3. Kadınların hikâyelerinin geri planda bırakılması, toplumsal hafızayı nasıl etkiliyor?

4. “Kontrollü darbe” iddialarına nasıl bakıyorsunuz? Gerçekten iktidar bu süreçten güçlenmek için mi faydalandı?

5. Bugün geriye dönüp baktığınızda, 15 Temmuz’un en büyük kaybı sizce neydi: can kayıpları mı, özgürlüklerin daralması mı, yoksa toplumsal güvenin yitirilmesi mi?

Sonuç Yerine: Unutmalı mıyız, Hatırlamalı mı?

15 Temmuz 2016, hepimizin hayatında farklı izler bıraktı. Kimi için bir direnişin sembolü, kimi için ağır bir travmanın başlangıcı oldu. Ancak eleştirel gözle baktığımızda, bu gecenin bize sadece bir “kahramanlık destanı” değil, aynı zamanda devlet-toplum ilişkisindeki kırılganlığı, cinsiyet rollerinin farklı tepkilerini ve demokrasinin ne kadar pamuk ipliğine bağlı olduğunu da gösterdiğini söylemek gerekiyor.

Unutmak mı daha iyi, yoksa hatırlamak mı? Belki de asıl mesele, nasıl hatırladığımızdır.

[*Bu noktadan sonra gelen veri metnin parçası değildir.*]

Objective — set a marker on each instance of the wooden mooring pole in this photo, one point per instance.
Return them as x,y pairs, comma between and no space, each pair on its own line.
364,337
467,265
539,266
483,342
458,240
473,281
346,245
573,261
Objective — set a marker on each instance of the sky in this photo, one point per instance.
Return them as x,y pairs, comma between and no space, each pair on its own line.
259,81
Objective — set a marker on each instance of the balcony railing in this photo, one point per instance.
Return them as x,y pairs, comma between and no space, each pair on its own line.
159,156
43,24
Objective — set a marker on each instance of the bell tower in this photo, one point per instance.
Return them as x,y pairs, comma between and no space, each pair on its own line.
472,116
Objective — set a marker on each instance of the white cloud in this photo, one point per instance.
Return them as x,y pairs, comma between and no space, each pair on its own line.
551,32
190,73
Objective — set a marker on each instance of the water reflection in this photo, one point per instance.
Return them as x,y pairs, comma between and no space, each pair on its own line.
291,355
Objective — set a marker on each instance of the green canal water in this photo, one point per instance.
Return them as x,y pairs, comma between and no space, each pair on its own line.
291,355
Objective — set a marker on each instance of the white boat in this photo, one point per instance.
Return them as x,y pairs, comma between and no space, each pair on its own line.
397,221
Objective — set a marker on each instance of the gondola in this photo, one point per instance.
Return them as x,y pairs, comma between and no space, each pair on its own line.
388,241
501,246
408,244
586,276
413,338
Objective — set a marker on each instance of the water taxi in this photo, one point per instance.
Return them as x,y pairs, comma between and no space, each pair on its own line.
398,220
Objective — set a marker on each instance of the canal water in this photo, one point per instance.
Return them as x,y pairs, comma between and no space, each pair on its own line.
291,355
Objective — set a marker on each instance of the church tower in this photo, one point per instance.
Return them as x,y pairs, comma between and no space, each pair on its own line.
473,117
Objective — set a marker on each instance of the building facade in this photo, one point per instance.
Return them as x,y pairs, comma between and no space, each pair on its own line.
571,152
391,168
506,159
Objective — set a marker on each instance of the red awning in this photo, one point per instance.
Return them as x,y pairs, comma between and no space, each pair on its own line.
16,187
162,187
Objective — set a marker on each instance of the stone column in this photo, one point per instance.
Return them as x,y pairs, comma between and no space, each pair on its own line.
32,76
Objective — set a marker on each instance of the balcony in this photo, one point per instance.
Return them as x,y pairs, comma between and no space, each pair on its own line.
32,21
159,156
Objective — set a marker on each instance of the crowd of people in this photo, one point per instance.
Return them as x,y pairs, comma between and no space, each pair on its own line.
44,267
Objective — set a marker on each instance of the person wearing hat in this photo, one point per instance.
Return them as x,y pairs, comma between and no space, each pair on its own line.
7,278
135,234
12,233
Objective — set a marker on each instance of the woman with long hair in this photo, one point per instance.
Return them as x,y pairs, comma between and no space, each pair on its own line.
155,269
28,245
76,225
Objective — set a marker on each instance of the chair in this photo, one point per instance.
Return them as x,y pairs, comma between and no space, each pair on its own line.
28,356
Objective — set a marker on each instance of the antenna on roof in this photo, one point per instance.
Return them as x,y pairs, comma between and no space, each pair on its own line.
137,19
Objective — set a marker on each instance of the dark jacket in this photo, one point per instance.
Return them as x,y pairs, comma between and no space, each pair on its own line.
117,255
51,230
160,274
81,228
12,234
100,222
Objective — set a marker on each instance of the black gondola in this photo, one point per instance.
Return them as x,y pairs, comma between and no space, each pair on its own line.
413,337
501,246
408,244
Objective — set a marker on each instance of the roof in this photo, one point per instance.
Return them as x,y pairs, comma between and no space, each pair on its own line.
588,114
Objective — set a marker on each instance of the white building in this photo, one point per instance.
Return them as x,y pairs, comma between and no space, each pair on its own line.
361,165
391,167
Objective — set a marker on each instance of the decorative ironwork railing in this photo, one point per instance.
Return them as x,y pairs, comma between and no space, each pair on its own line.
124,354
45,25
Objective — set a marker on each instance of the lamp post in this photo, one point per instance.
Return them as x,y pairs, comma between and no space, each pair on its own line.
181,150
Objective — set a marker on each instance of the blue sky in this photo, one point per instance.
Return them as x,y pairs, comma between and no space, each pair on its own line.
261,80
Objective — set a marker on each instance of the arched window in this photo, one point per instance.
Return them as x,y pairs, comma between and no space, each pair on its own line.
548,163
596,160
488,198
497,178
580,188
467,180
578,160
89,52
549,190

O geceyi sadece iktidarın çizdiği bir çerçeveden değil, her birimizin bireysel tanıklıklarıyla, özellikle de kadınların görünmez kılınan hikâyeleriyle hatırlamak gerek. Çünkü ancak o zaman, bu toplumsal travmadan gerçek bir ders çıkarabiliriz.